During the year ended May 31, 2015, the maximum and average outstanding balances under these lines of credit were $1,258.7 million and $647.3 million, respectively. The maximum outstanding amount was greater than our period-end balance due to the timing of settlement funding.

Compliance with Covenants

There are certain financial and non-financial covenants contained in our various credit facilities and Term Loan. Our Term Loan and Corporate Credit Facility agreements include financial covenants requiring (i) a leverage ratio no greater than 3.50 to 1.00 (3.75 to 1.00 in the case of a business acquisition, subject to certain conditions) and (ii) a fixed charge coverage ratio no less than 2.50 to 1.00. We complied with all applicable covenants as of and for the year ended May 31, 2015.
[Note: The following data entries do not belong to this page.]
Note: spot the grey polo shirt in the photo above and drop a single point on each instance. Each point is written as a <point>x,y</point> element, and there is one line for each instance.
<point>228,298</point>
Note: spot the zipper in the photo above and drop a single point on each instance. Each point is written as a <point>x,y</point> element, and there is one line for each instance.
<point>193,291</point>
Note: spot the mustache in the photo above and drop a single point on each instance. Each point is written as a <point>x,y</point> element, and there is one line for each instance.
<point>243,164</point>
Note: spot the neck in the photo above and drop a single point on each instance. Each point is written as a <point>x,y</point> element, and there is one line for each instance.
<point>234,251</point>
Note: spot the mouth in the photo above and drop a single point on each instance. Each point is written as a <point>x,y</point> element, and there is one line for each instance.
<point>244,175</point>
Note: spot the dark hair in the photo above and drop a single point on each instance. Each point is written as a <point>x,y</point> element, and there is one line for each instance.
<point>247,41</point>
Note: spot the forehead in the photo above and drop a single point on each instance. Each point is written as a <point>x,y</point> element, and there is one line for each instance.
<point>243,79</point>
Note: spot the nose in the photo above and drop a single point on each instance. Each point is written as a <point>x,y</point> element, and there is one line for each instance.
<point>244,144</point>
Interest Rate Swap Agreement

On October 9, 2014, we entered into an interest rate swap agreement with a major financial institution to hedge changes in cash flows attributable to interest rate risk on a portion of our variable-rate debt instruments. The interest rate swap agreement, which became effective on October 31, 2014, will mature on February 28, 2019. At May 31, 2015, our interest rate swap agreement effectively converted $500 million of our variable-rate debt to a fixed rate of 1.52% plus a leverage-based margin. The fair value of our interest rate swap as of May 31, 2015 was a liability of $6.2 million, which is reflected in accounts payable and accrued liabilities in the consolidated balance sheet. Net amounts to be received or paid under the swap agreement are reflected as adjustments to interest expense. Since we have designated the interest rate swap agreement as a cash flow hedge, unrealized gains or losses resulting from adjusting the swap to fair value are recorded as components of other comprehensive income except for any ineffective portion of the change in fair value, which would be immediately recorded in interest expense. During the year ended May 31, 2015, there was no ineffectiveness. The fair value of the swap agreement was determined based on the present value of the estimated future net cash flows using implied rates in the applicable yield curve as of the valuation date. This derivative instrument was classified within Level 2 of the valuation hierarchy.

During the year ended May 31, 2015, we recognized $4.0 million in interest expense related to settlements on the interest rate swap. At May 31, 2015, the amount in accumulated other comprehensive income related to our interest rate swap that is expected to be reclassified into interest expense during the next 12 months was not material.

Interest Expense

Interest expense was $39.9 million, $37.5 million and $31.7 million for the years ended May 31, 2015, 2014 and 2013, respectively. Interest expense is comprised primarily of interest on our long-term debt and short-term lines of credit. Interest expense also includes settlements on our interest rate swap, amortization of deferred debt issuance costs, commitment fees on the unused portions of our Corporate Credit Facility and short-term lines of credit and interest related to unrecognized income tax benefits. Interest expense of $3.6 million that had been accrued related to an unrecognized tax benefit was eliminated as of May 31, 2015 and reflected as a reduction to Interest and other expense in the year ended May 31, 2015 in our consolidated statement of income. See "Note 8 - Income Tax" for further discussion.

Interest expense during the year ended May 31, 2014 includes a loss on extinguishment of debt of $2.1 million in connection with the refinancing of our term loan and revolving credit facilities. Interest expense for the years ended May 31, 2014 and 2013 includes dividend payments to HSBC Asia in the amounts of $3.3 million and $8.4 million, respectively, related to a redeemable noncontrolling interest that HSBC Asia held in Global Payments Asia-Pacific. See "Note 3 - Business and Intangible Asset Acquisitions and Joint Ventures-Redeemable Noncontrolling Interest Acquisition" for further discussion.